Le japonais représentait le meilleur département de DUFL. Ainsi, seuls les plus assidus obtenaient le droit de pénétrer ce cursus réputé. À l’inverse, la licence d’informatique, ruanjian, peu prestigieuse, accueillait des étudiants beaucoup plus bas dans le classement. Fu nous expliquait qu’à Dalian, la plupart de ces élèves n’avait d’ailleurs pas réussi leurs examens. Plus qu’un Parcours Sup, ce Gaokao déterminait le destin de la jeunesse chinoise. Une jeunesse aux repères perdus et en proie à une remise en question sociale contestée par ses aînés.

Travailler dur pour gagner ce que l’on souhaite n’est pas juste un mode de pensée confucianiste, il s’agit d’un pilier de l’esprit chinois. Selon un autre proverbe, le succès ne se paye qu’à la force de trois choses : le sang, la sueur et les larmes. La recette d’une relève brisée de ses rêves et harassée avant même d’avoir atteint sa majorité.

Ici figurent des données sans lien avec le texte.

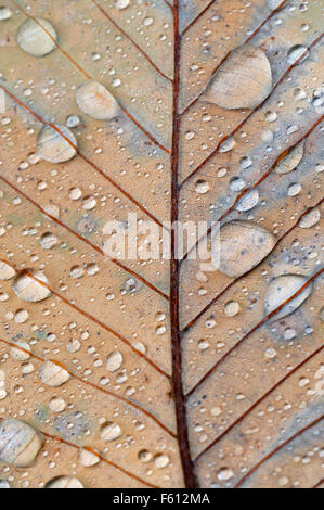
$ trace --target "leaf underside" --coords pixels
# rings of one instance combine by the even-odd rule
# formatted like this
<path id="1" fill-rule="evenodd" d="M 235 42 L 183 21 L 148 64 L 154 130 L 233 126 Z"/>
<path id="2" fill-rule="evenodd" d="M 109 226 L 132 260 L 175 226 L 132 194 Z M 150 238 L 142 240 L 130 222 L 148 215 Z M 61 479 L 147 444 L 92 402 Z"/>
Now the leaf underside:
<path id="1" fill-rule="evenodd" d="M 2 445 L 0 480 L 323 484 L 321 3 L 2 0 L 0 419 L 42 445 L 26 467 Z M 17 42 L 39 18 L 57 34 L 40 58 Z M 241 47 L 265 55 L 271 89 L 232 109 L 265 79 Z M 117 116 L 80 111 L 89 80 Z M 72 116 L 76 156 L 38 157 L 41 129 L 60 137 Z M 178 260 L 173 237 L 171 260 L 109 259 L 103 227 L 130 213 L 160 234 L 220 221 L 219 270 Z M 22 275 L 44 299 L 22 297 Z M 46 361 L 66 381 L 49 384 Z"/>

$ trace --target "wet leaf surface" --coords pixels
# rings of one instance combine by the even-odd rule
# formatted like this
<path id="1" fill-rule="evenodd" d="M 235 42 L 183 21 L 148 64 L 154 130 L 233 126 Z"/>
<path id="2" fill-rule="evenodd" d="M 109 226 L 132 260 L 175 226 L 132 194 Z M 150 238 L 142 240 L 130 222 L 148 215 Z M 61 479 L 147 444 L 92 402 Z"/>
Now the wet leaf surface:
<path id="1" fill-rule="evenodd" d="M 322 25 L 2 1 L 0 488 L 323 485 Z M 176 220 L 217 270 L 212 228 L 153 256 Z"/>

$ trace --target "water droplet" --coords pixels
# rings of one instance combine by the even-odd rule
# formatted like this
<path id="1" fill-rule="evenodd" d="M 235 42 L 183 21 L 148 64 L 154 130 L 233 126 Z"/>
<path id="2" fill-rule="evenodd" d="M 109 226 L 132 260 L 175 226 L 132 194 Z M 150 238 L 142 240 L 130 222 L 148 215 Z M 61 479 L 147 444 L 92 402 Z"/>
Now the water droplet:
<path id="1" fill-rule="evenodd" d="M 271 92 L 272 74 L 267 55 L 243 44 L 233 50 L 211 77 L 206 99 L 223 109 L 254 109 Z"/>
<path id="2" fill-rule="evenodd" d="M 104 441 L 115 441 L 121 435 L 121 429 L 117 423 L 107 422 L 101 429 L 101 436 Z"/>
<path id="3" fill-rule="evenodd" d="M 224 309 L 228 317 L 235 317 L 239 311 L 239 304 L 237 301 L 229 301 Z"/>
<path id="4" fill-rule="evenodd" d="M 83 113 L 98 120 L 108 120 L 120 113 L 115 98 L 96 81 L 82 85 L 77 90 L 76 102 Z"/>
<path id="5" fill-rule="evenodd" d="M 81 448 L 79 450 L 79 461 L 86 468 L 90 468 L 91 466 L 95 466 L 100 462 L 100 457 L 92 454 L 92 451 Z"/>
<path id="6" fill-rule="evenodd" d="M 65 124 L 66 124 L 66 127 L 68 127 L 69 129 L 73 129 L 73 128 L 77 128 L 78 126 L 80 126 L 81 120 L 80 120 L 80 117 L 78 117 L 77 115 L 68 115 L 68 117 L 66 117 Z"/>
<path id="7" fill-rule="evenodd" d="M 37 303 L 51 295 L 47 277 L 39 271 L 24 271 L 14 281 L 13 290 L 23 301 Z"/>
<path id="8" fill-rule="evenodd" d="M 106 360 L 107 371 L 115 372 L 116 370 L 119 370 L 122 365 L 122 361 L 124 361 L 124 358 L 122 358 L 121 353 L 119 353 L 119 350 L 115 350 L 114 353 L 111 353 Z"/>
<path id="9" fill-rule="evenodd" d="M 271 314 L 278 306 L 289 299 L 307 282 L 307 278 L 300 275 L 282 275 L 272 280 L 264 295 L 264 313 Z M 303 289 L 294 299 L 287 303 L 275 315 L 275 319 L 282 319 L 293 314 L 311 295 L 312 284 Z"/>
<path id="10" fill-rule="evenodd" d="M 303 216 L 298 224 L 301 229 L 310 229 L 316 225 L 321 219 L 321 211 L 319 207 L 313 208 L 310 213 Z"/>
<path id="11" fill-rule="evenodd" d="M 209 183 L 206 180 L 199 179 L 195 182 L 195 191 L 199 194 L 205 194 L 209 190 Z"/>
<path id="12" fill-rule="evenodd" d="M 294 182 L 288 188 L 288 196 L 296 196 L 300 193 L 300 191 L 301 191 L 301 186 L 299 184 L 299 182 Z"/>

Heureusement, le temps libre ne nous faisait pas défaut et ce melting pot sociétale ne se privait pas pour s’amuser. La grande place près des logements se remplissait dès les premières heures du crépuscule, hormis l’hiver. Au coin des lampadaires, des éclats de voix et des tintements de bouteilles d’alcool aussi divers qu’il y avait de nationalités, chacun apprenait à se connaitre, se découvrir parmi les ombres de ce pays mystérieux.